At the time I didn't need so much to communicate through the art forms I practiced as I needed to express certain inward movemets. The form of this comic in fact directly follows several personal resolutions I had arrived to to frame my music about the same time. The main premise was a complete abandonment of the common methods of communication and instead a complete focus on self-expression for the purpose private reflection. I make it sound fancy but I think the impulse towards this sort of artistry is a very common one in teen-aged creative but introverted people. At the time, having no education on the history of aesthetics and therefore no clue on how often this theme repeats, I felt what I was doing was novel. It is useful perhaps to say that whereas I have since then gradually but surely taken my comic-making towards traditional storytelling, my music remains very much based on those premises and is really never to change.

Effectively my early music along with my early comic work such as this served as psychoanalysis. I was at the time very maudlin over several issues which I felt I could not discuss with anyone. So I created a monument of secrets both through music and this sort of comic work and I let it reflect on me. There is a very interesting vantage that one can create this way. Art longs for Arete, as the ancient Greeks would say. When one creates art they are expressing an infinitely capacious version of themselves, one not shackled by the psychological ills that might torture them in their life, one that is perfect. And to have this perfect form speak to you is an eventful process. Depending on how this art reflects on the artist I believe it can push him towards greater despair, or the opposite, guide him out of it. I was fortunate in that both music and early comic work lead towards the latter.

I was not interested in publicizing this work and only did it at the time because of two fake reasons and a real one. The first fake one was that my close peers at comic school were impressed and wanted the comics to go in the fanzine. The other was that I opined that even on an academic level "art which doesn't seek to communicate" should be exhibited so as to make it known that such art might exist. Hiding under this bullshit the real reason was that I felt an almost illicit thrill at the idea that something so completely incomprehensible to outsiders, yet so deeply meaningful to me could be read by hundreds of people. This feeling did not come from a sadism I think, towards the reader. It came from the ever-slight possibility that they could somehow peer behind the curtain and notice the real emotion that was in the heart of all of this. It was after all, an attempt at communication.
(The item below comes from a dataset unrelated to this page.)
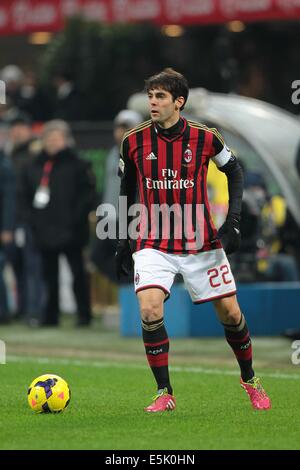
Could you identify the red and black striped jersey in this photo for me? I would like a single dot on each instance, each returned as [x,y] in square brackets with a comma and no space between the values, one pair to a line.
[169,175]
At the time I rejected the few chances I had to explain anything about this comic and others I made like it. In fact when an acquaintance told me that she found the comic very 'poetic' I expressed a violent distaste and throttled any further attempt at what I felt was an easy and comfortable reading of my work with the harsh tone that belonged to a very anxious and troubled past version of me. I regret that sort of thing because I realize now that most of what this comic is about is plain and evident, if not in plot then certainly in universal emotion to anyone that has ever lost someone, has been unloved and is very anxious for their life to truly begin. Those are the emotions that fueled this comic and it took me a few years to realize that it is not in any fundamental way different from any other comic I had since made, even when I moved towards less capricious forms of storytelling. I am always surprised when people tell me it means something to them though, not so much because I think that is impossible but more because I always thought it would take more effort to get to the bottom of it. I guess it doesn't, I guess the many secrets I put into this to exorcise them, are visible to the kind-hearted.


Most artists are very embarrassed about their early steps. I don't feel that way about this, I like it a lot still. It has helped me with a difficult time and as an artifact of perseverance, I can show it to you.